JACK (SARCASTICALLY) "See, it's okay. He saw on the television".
Jack seethes during the conversation, barely containing his contempt for Wendy and Danny. He has just removed Danny from his regular life and schooling for 6 months so he can write a book and advance his own career. Later he will become THIS ANGRY at Wendy for simply suggesting they leave a hotel where they are alone and Danny has just been the victim of an attempted strangling.
Jack's unconscious harbors utopian desires for escape from repression, family responsibilities, and the constraints of polite behavior which induce the curtailment of urges. For example, in the HAUNTED BAR, Jack, who has promised to refrain from drinking and who clearly has money worries, is able to drink without paying. the double nature of the unconscious, as a site of both utopian and fearful desires, is signaled in the green bathroom fantasy, when a beautiful, naked woman Jack embraces suddenly turns into an ulcerous old hag. Descent into the unconscious permits a liberation from restraint, but it also is represented as a potentially dangerous pathway that unleashes repressed horrors - in this case, the fear of woman's sexuality.

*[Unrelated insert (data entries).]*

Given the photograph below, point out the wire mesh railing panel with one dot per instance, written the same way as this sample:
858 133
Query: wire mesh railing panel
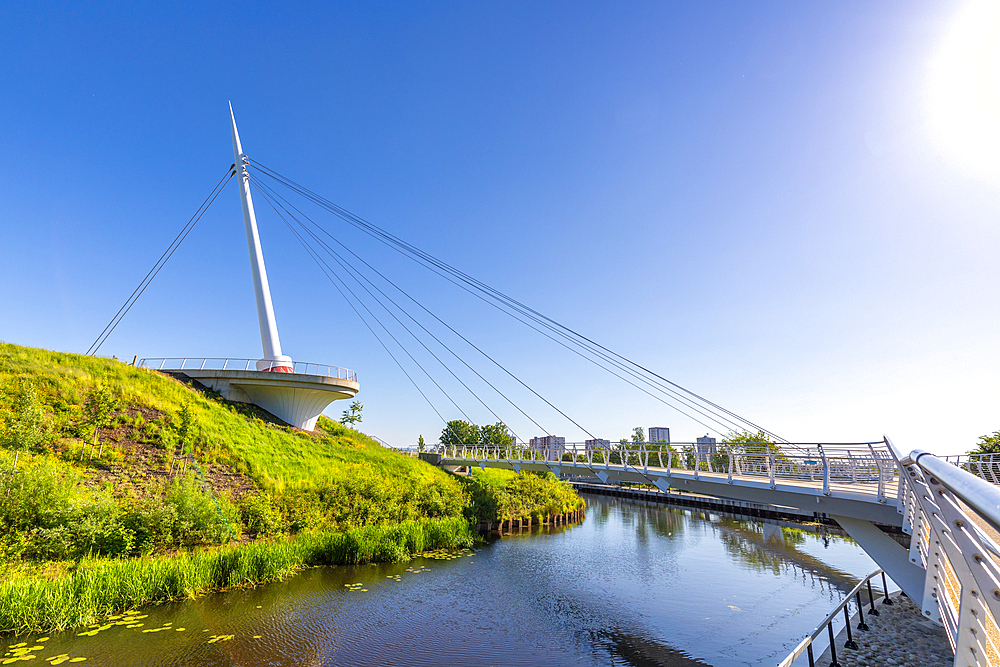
231 364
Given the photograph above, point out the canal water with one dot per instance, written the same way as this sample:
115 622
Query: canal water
633 584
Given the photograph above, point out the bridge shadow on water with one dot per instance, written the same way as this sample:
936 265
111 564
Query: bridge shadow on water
635 583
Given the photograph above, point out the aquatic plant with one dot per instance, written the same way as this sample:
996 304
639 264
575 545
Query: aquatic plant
97 589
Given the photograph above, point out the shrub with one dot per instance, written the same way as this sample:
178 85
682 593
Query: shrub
259 515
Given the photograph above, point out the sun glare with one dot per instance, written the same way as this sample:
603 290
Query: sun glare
964 91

Danny says that he is hungry, which is followed by a conversation about cannibalism and THE DONNER PARTY. Very soon they will meet a CHEF and Wendy and Danny will be shown through an oversized industrial kitchen, fridge, and pantry - and in response to this tour Wendy will REFERENCE another tale of cannibilism. They will be reassured by him that 'they won't have to worry about food.' Later in the movie in two instances Wendy will bring Jack food, eggs and later a snack, before locking him in a pantry full of food (some of which he EATS). Once at the hotel only Jack (EGGS) and Danny (ICE CREAM) will be seen eating.